= Taylorsville-SLCC Symphony =

The Taylorsville-SLCC Symphony is an orchestra based in Taylorsville, Utah, United States.

== History ==
The Taylorsville Symphony Orchestra was founded in 2003 under the direction of Richard Brunson. Since that time the orchestra has grown in size and scope. In 2005 the Salt Lake Community College orchestra joined forces with the Taylorsville Symphony Orchestra to create an outstanding ensemble.

== Director ==
Before joining the faculty of Salt Lake Community College as Orchestra Director, Dr Lawrence Spell was the music director and conductor of the Pitt Community College Symphony Orchestra in Greenville, North Carolina. The PCCSO was founded by Spell in 2007 with the purpose of providing a learning ensemble for Pitt Community College music students and an opportunity for community musicians to continue practicing their art. In addition to his duties leading the orchestra, Spell was responsible for ensuring the success of all the performing arts programs at PCC in his role as the Coordinator for Music and Drama. Spell was also music director and conductor for the Symphony of Hope, an annual benefit concert that has raised thousands of dollars for cancer treatment.
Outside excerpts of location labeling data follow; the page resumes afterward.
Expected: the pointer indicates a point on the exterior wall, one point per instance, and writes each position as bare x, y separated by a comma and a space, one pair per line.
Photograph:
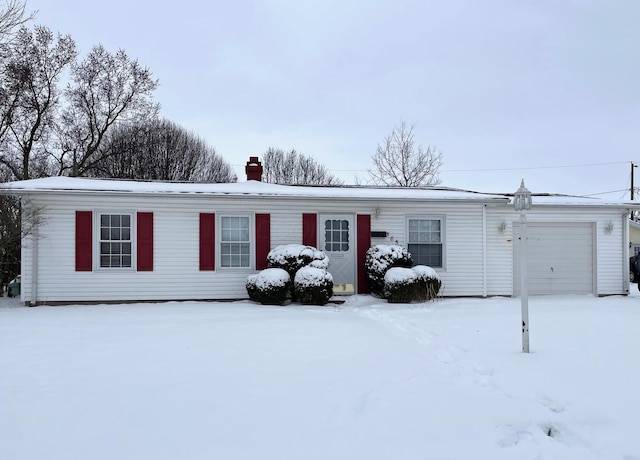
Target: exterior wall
176, 273
634, 238
478, 254
609, 264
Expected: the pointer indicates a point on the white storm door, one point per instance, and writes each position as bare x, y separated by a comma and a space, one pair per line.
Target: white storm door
337, 240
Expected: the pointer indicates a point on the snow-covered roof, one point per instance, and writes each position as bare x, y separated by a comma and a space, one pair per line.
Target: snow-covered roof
62, 184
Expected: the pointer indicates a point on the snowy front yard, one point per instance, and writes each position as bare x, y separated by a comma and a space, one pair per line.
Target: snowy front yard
363, 380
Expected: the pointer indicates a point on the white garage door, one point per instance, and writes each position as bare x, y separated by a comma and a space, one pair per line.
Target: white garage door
560, 259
Spell earned the Doctor of Musical Arts degree from the University of Utah and the Masters of Music degree in orchestral conducting from East Carolina University.
During his time at ECU, he served as assistant conductor for the University Symphony Orchestra, conductor for the Summer Strings and conductor for the Premiere Performances Concert Series. At the University of Utah, Spell served as the assistant conductor for the university orchestras and the Salt Lake Symphony. He was also appointed music director and conductor of the Wasatch Community Symphony Orchestra.

== Operational structure ==
The Taylorsville-SLCC Symphony Orchestra is a non-profit organization led entirely by a volunteer board with the support of the Taylorsville Arts Council and Salt Lake Community College. The Community Board of Directors is composed of individuals from the orchestra who donate their time to help ensure the vitality, longevity, and financial stability of TSO.